Information about coordinate systems is needed for all spatial data that make use of coordinates. Without knowledge about their reference system, coordinates are rather meaningless. But coordinate systems can cause headaches, especially for those that work with geographical data. For some it is a nuisance to be avoided, and in simple applications data on coordinate systems sometimes are absent, often with a silent assumption that the coordinates should be interpreted as longitude and latitude in WGS84. WGS84 is a popular system, it is used in the GPS (the satellite location system of the USA). But unthoughtful use of the system has its risks. Firstly, in geographic information systems (GIS) usually EPSG codes are used to identify coordinate systems. But the EPSG definition specifies an order of latitude – longitude, a rule that is often not respected. Secondly, we have to realize that the very Earth on which we want to locate things is constantly changing. Plate tectonics cause parts of the crust to move with respect to each other at speeds of several centimeters per year. With WGS84 being tied to the North-American tectonic plate, locations in Europe experience a shift of several centimeters per year. For serious and durable data that is an unwanted effect, especially with technological advancements making measurements of location with ever higher accuracy possible. In Europe spatial data experts have therefore agreed to use another system: ETRS89. Many other coordinate systems for geography are in use, each with their own benefits and limitations.
For the single data cloud that is the world wide web, having many different coordinate systems for different places on earth is inconvenient. It limits possibilities for exchange and combination of data from different sources. Our dynamic planet will make it hard for the Working Group to come up with a recommendation for coordinate systems that is both simple and universally applicable.

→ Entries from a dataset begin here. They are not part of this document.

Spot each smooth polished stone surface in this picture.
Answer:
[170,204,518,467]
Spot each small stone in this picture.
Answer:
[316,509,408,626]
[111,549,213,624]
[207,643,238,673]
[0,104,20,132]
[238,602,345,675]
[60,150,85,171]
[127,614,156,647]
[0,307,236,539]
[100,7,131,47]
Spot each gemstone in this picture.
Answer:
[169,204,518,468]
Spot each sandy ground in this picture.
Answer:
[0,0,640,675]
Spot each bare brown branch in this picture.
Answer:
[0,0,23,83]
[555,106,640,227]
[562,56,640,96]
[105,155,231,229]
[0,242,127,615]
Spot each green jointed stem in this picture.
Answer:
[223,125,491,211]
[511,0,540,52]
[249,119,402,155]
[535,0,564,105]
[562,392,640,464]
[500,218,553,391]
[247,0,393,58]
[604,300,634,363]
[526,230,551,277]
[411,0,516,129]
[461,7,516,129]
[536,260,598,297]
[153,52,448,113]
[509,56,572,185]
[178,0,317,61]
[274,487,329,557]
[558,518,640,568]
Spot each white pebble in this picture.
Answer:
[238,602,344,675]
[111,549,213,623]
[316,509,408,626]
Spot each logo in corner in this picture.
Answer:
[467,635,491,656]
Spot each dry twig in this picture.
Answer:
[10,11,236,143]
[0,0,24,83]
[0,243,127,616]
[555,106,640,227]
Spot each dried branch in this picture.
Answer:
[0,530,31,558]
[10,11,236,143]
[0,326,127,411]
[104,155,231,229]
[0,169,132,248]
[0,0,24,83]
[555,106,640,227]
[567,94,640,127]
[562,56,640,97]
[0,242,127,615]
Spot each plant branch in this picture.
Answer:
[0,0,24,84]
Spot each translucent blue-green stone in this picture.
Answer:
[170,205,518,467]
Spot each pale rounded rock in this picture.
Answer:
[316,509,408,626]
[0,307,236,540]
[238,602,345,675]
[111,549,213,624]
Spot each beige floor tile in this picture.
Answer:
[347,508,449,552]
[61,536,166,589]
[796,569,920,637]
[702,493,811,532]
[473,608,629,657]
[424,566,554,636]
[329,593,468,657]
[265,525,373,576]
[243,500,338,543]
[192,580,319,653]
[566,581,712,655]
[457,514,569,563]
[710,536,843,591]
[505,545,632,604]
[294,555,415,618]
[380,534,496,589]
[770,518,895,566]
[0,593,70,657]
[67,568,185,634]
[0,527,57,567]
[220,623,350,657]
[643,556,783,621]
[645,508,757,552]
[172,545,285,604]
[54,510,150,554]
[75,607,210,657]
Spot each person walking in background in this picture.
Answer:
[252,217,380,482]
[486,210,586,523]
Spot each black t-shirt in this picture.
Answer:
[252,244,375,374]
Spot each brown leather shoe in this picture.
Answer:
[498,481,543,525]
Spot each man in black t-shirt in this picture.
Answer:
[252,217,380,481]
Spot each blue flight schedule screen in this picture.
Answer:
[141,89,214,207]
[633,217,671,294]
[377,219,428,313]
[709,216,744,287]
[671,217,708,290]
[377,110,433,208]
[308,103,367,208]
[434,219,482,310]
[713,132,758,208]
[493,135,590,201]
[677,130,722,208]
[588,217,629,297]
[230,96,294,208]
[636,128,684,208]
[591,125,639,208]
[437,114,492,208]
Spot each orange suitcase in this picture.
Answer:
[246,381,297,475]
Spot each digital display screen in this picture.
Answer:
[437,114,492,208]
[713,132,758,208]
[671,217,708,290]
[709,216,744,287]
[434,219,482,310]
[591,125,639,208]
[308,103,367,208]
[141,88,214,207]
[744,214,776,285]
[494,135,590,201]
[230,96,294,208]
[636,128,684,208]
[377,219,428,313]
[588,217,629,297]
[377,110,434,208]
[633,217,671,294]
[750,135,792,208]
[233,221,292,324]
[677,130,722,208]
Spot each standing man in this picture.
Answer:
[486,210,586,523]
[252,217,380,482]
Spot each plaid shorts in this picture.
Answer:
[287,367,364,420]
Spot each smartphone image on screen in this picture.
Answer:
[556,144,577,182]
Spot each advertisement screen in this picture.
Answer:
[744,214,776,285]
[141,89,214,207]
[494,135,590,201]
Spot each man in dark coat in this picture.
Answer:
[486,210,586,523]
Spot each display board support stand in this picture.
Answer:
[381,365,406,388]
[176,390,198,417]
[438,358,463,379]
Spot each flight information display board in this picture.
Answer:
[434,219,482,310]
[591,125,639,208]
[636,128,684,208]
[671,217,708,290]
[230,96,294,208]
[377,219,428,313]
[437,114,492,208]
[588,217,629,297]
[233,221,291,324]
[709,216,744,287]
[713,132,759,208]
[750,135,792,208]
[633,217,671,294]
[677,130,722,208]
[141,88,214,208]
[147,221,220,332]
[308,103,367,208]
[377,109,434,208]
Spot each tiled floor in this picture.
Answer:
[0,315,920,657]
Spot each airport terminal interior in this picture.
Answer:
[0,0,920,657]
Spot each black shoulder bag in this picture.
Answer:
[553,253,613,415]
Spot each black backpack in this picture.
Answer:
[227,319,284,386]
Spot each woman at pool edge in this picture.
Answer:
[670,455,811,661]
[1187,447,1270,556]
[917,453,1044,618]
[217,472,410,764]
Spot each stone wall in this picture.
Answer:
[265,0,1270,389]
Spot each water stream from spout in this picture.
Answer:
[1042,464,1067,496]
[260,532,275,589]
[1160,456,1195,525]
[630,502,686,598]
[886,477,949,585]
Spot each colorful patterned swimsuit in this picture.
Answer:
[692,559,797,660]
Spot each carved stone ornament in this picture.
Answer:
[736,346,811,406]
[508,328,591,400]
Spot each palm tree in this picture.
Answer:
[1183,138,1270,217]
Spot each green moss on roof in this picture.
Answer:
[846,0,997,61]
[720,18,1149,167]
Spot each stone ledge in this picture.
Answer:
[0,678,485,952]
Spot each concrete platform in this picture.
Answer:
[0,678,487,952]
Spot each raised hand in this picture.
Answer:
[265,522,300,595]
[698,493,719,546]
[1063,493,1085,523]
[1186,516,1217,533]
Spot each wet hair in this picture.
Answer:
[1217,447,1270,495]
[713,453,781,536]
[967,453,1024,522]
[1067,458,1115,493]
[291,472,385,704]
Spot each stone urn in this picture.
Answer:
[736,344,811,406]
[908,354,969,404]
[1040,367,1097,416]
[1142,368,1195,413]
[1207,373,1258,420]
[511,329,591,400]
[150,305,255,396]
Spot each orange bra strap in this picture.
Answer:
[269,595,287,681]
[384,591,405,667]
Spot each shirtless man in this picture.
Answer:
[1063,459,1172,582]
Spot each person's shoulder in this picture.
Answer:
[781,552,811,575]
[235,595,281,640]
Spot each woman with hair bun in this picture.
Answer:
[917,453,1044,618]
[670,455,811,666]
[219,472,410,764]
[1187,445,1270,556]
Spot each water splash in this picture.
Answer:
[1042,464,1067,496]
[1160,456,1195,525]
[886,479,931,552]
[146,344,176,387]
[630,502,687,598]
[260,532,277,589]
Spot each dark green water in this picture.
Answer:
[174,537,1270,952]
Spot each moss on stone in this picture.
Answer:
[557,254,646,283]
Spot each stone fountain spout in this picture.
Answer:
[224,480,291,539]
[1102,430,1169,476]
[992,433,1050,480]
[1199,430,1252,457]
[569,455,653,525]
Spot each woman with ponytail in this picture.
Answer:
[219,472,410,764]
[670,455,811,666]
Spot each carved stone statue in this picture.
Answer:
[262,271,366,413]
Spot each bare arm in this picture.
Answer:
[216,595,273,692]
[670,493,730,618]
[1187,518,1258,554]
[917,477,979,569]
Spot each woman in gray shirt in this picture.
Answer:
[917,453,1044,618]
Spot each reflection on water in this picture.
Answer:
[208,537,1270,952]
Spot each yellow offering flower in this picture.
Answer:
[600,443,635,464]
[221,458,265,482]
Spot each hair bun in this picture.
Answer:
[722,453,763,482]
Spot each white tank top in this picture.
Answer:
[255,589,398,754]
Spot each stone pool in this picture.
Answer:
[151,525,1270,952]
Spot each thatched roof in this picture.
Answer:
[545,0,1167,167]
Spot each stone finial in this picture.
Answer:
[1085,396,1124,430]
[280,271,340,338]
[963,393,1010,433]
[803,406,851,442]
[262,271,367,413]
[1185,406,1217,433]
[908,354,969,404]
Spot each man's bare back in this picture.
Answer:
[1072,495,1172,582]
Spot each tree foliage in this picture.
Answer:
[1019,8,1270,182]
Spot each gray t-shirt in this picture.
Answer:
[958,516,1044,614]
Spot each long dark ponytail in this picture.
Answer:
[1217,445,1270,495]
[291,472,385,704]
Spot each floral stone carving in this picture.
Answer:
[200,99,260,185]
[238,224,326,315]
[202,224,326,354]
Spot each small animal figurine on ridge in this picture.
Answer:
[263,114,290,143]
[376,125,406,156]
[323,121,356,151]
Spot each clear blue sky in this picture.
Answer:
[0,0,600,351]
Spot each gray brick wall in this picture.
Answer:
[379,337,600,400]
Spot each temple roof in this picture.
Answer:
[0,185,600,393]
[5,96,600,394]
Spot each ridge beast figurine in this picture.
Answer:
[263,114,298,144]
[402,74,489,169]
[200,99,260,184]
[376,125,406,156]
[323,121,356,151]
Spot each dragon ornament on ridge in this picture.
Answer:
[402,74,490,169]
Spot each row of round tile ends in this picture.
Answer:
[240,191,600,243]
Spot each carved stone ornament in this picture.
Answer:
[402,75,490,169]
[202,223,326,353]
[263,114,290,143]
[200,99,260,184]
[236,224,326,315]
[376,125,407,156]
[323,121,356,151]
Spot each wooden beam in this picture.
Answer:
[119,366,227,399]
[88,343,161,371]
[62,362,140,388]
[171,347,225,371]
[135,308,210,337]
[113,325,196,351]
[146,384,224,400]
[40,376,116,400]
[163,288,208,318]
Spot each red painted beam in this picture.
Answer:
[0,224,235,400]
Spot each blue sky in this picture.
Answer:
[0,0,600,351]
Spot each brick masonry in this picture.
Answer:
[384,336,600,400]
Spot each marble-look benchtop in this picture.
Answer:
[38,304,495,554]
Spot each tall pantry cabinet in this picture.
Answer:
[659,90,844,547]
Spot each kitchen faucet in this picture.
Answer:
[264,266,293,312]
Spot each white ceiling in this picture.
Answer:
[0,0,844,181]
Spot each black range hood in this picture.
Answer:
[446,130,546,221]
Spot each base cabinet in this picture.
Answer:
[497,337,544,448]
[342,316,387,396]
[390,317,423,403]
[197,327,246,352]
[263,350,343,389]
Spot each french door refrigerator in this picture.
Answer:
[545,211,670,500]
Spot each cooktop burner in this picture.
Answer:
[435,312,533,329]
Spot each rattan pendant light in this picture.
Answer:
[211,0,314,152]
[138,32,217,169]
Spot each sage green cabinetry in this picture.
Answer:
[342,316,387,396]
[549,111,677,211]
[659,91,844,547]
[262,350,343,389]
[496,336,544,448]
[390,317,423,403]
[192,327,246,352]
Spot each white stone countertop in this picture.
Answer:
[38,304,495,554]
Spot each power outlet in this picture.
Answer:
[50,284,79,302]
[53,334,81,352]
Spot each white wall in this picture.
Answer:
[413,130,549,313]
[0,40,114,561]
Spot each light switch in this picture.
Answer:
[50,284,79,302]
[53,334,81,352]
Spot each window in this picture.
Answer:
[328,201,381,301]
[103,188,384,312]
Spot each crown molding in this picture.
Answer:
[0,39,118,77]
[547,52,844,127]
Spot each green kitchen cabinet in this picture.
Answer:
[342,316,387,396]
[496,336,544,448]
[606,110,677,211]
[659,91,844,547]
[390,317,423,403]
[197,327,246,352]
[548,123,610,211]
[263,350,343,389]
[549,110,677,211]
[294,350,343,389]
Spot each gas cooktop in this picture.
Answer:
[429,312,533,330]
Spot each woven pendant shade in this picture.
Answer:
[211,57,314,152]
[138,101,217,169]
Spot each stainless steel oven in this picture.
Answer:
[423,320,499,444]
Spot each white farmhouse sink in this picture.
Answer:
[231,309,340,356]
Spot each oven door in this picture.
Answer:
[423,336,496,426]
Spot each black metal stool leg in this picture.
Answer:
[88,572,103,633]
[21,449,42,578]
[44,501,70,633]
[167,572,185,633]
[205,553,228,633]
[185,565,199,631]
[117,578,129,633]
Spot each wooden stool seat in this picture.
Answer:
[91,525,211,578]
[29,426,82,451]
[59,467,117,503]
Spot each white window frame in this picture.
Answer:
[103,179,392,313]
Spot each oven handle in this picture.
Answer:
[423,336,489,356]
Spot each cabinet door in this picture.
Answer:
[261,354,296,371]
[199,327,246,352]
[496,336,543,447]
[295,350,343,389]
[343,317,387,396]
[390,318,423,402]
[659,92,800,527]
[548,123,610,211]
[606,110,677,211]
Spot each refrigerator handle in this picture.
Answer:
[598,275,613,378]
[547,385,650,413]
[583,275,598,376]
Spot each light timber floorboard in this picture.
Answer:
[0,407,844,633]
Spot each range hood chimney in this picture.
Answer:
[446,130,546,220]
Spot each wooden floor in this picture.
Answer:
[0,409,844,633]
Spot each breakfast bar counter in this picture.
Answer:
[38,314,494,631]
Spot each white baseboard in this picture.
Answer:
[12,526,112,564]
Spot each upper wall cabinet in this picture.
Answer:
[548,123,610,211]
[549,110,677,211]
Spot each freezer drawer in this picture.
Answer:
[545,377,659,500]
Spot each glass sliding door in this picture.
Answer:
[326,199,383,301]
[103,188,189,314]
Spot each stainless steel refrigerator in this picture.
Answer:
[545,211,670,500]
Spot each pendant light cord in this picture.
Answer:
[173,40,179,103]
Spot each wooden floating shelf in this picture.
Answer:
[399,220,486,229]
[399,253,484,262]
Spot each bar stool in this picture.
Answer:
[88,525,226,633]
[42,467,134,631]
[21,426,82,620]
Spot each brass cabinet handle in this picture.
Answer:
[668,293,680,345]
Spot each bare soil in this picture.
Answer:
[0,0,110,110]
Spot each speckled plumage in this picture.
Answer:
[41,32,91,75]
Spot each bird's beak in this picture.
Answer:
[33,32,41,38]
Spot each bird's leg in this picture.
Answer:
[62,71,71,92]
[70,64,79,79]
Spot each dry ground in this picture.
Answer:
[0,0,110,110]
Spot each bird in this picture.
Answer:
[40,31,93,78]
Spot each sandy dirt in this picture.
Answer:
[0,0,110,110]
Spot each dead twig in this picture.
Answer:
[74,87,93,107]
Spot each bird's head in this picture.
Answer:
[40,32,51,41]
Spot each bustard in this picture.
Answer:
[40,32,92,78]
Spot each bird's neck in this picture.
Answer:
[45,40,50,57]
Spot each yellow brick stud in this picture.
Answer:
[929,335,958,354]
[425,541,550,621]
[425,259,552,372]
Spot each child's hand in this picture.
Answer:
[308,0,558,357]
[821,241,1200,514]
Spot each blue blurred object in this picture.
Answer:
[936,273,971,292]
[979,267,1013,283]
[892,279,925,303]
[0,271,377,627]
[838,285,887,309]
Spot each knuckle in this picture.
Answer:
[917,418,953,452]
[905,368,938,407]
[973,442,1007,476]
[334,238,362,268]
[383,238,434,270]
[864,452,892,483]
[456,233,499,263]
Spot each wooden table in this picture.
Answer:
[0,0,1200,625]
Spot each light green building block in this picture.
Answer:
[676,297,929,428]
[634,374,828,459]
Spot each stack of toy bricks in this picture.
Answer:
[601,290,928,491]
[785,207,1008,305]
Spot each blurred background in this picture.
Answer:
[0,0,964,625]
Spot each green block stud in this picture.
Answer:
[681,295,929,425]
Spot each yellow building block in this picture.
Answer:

The importance of metadata, data about data, should not be underestimated. Publishing metadata next to actual data has several benefits. Because metadata give a description of a dataset, potential users can determine whether data are suitable for their intended use. Metadata can also give insight into matters like quality, currency and usage restrictions. Lastly, metadata are very suitable to index and/or to record in data catalogs, making datasets easier to find.
Fortunately, much has already been developed for metadata on the web. The importance of sharing metadata is not unique to spatial data. All types of data do well with linked metadata. However, until recently the web domain and the geography domain have developed different metadata standards. Naturally the geography domain has occupied itself with developing standards for geographical metadata, like data about the spatial extent of a dataset, the coordinate systems that are used, or the spatial resolution of the data.
A promising way of uniting the two separate developments of standards for metadata is currently being developed as a European undertaking: GeoDCAT-AP links the metadata specifications from INSPIRE (which are based on OGC specifications) to the Data Catalog Vocabulary (DCAT) from the W3C. This makes the two types of metadata interoperable, and makes it easier to share geographic metadata on the web.
The topics described above are only a few that need clear guidance to realize efficiently shared spatial data on the web. That means the SDWWG has a lot of work to do.
Should the rest of the world wait patiently until the Working Group has finished its jobs? Of course not! Although the situation is not ideal at the moment, it is certainly possible to share spatial data on the web right now, and to reap the unique benefits of doing that right now. Also it is possible to adjust the way spatial data are published or consumed when new insights come to light. Just make sure URIs, once assigned, keep working.
For progress in the SDWWG is important to have a continuing practice of how the world is using spatial data on the web. Observing that practice, and working with it, is a vital source of inspiration. So I encourage everyone to enrich the web with spatial data, and at the same time enrich spatial data with the opportunities of the world wide web.